Drug Trafficking Organizations (Cartels)

According to a December 20, 2019 report by the Congressional Research Center:  Mexico: Organized Crime and Drug Trafficking Organizations

“Mexican drug trafficking organizations (DTOs) pose the greatest crime threat to the United States and have “the greatest drug trafficking influence,” according to the annual U.S. Drug Enforcement Administration’s (DEA’s) National Drug Threat Assessment. These organizations work across the Western Hemisphere and globally. They are involved in extensive money laundering, bribery, gun trafficking, and corruption, and they cause Mexico’s homicide rates to spike. They produce and traffic illicit drugs into the United States, including heroin, methamphetamine, marijuana, and powerful synthetic opioids such as fentanyl, and they traffic South American cocaine. Over the past decade, Congress has held numerous hearings addressing violence in Mexico, U.S. counternarcotics assistance, and border security issues.

Mexican DTO activities significantly affect the security of both the United States and Mexico. As Mexico’s DTOs expanded their control of the opioids market, U.S. overdoses rose sharply to a record level in 2017, with more than half of the 72,000 overdose deaths (47,000) involving
opioids. Although preliminary 2018 data indicate a slight decline in overdose deaths, many analysts believe trafficking continues to evolve toward opioids. The major Mexican DTOs, also referred to as transnational criminal organizations (TCOs), have continued to diversify into such crimes as human smuggling and oil theft while increasing their lucrative business in opioid supply. According to the Mexican government’s latest estimates, illegally siphoned oil from Mexico’s state-owned oil company costs the government about $3 billion annually”

WHO ARE THEY

Mexico’s drug trafficking organizations have constantly changed over the last 12 years.  Currently there are 9 well organized DTOs  in operation, the DEA has identified those 9 organizations as follows:

  • Sinaloa
  • Los Zetas
  • Tijuana
  • Juárez
  • Beltrán Leyva
  • Gulf
  • La Familia Michoacana
  • Knights Templar
  • Cartel Jalisco-New Generation (CJNG).

In mid-2019, leader of the long-dominant Sinaloa Cartel, Joaquin (“El Chapo”) Guzmán, was sentenced to life in a maximum-security U.S. prison, spurring further fracturing of a once dominant Sinaloa Cartel.  However, despite the apprehension and conviction of El Chapo, the Sinaloa and CJNG Cartels are two of the most significantly active DTO’s in the United States today.

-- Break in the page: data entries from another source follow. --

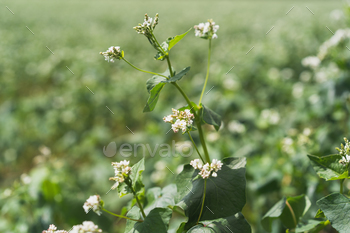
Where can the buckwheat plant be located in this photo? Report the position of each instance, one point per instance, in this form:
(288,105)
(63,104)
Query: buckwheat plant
(208,193)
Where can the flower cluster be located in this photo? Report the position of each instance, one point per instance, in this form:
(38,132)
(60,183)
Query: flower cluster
(86,227)
(112,53)
(147,26)
(121,170)
(207,169)
(206,30)
(95,203)
(53,229)
(344,150)
(180,120)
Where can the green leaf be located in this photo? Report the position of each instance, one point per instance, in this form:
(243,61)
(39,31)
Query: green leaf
(274,213)
(133,213)
(320,214)
(136,178)
(179,75)
(232,224)
(311,225)
(157,197)
(173,41)
(225,194)
(328,167)
(156,221)
(299,204)
(210,117)
(336,208)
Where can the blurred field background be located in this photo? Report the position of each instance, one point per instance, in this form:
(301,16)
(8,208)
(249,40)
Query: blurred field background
(53,129)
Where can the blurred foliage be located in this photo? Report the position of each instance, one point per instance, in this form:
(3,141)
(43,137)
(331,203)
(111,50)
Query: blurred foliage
(53,129)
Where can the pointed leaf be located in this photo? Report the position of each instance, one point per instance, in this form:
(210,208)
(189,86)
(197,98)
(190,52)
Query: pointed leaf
(232,224)
(336,207)
(156,221)
(225,194)
(210,117)
(328,167)
(176,39)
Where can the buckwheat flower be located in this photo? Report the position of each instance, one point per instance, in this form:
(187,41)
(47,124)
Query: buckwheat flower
(112,53)
(121,171)
(52,229)
(86,227)
(196,164)
(94,203)
(206,30)
(344,150)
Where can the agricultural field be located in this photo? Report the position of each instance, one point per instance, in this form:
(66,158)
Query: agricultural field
(62,104)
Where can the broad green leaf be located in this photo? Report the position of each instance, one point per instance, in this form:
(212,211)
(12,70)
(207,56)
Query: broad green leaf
(153,98)
(133,213)
(299,204)
(176,39)
(157,197)
(136,178)
(320,214)
(232,224)
(156,221)
(328,167)
(179,75)
(336,208)
(311,225)
(225,194)
(274,213)
(210,117)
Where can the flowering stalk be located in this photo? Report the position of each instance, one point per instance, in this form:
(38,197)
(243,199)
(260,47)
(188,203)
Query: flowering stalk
(206,77)
(121,216)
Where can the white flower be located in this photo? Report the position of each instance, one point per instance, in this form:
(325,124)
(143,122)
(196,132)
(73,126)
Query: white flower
(94,203)
(207,169)
(52,229)
(121,171)
(86,227)
(112,53)
(312,62)
(196,164)
(206,30)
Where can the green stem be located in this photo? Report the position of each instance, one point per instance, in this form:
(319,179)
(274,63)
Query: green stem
(198,122)
(121,216)
(292,212)
(205,189)
(341,185)
(194,144)
(145,71)
(206,78)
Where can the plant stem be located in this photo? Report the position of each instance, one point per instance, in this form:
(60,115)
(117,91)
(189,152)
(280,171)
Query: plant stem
(145,71)
(121,216)
(129,184)
(205,189)
(194,144)
(341,185)
(206,78)
(197,120)
(292,212)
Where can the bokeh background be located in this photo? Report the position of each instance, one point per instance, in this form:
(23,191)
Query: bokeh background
(275,110)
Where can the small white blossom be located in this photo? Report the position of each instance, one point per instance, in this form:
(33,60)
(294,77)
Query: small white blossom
(344,150)
(206,30)
(112,53)
(180,120)
(53,229)
(207,169)
(86,227)
(94,203)
(121,170)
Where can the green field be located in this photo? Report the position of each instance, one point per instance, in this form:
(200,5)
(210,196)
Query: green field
(53,129)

In 2019, Mexico’s national public security system reported more than 17,000 homicides between January and June, setting a new historical record for homicides. Towards the end of 2019, several offshoot groups from formerly stable cartels were responsible for increasingly flagrant and extreme acts of violence including:

  • The October capture by Mexican authorities of a son of imprisoned Mexican drug kingpin Joaquin (“El Chapo”) Guzmán. Guzmán’s son was briefly detained for trafficking, until the Sinaloa Cartel responded with overwhelming force that brought chaos to the city of Culiacan and prompted authorities to release him.
  • The November 4 slaying of nine U.S.-Mexican dual citizens of an extended Mormon family (including children) in the border state of Sonora in Mexico.
  • A shootout near the Texas-Mexico border in which some 21 people were killed over two days, including police, criminal group members, and civilians.

Violence is inextricably linked to the trade in illicit drugs. Traffickers use violence to settle disagreements, to maintain employee discipline and for them it provides a means of order with suppliers, creditors, and buyers, while also intimidating potential competitors.

The level of  violence that is now associated with drug trafficking organizations in Mexico has risen to levels never seen before.  In Mexico, the violence is not only used to resolve disputes, maintain discipline, or intimidate rivals but now it also has been directed toward the government, political candidates, and the media.  Periodically, when organized crime-related homicides in Mexico have spread to important urban centers or resulted in the murder of U.S. citizens, Members of Congress have considered the possibility of designating the criminal groups as foreign terrorists, as in 2019.  However, despite the growing risks and documented evidence of the very extreme levels of brutality and violence associated with these increasingly dangerous TCOs no serious Congressional action to make this declaration has been undertaken, this needs to change.

As these criminal organizations continue to infiltrate the United States and our communities the violence and brutality routinely associated with these criminal organizations will also become part of our communities along with their deadly narcotics.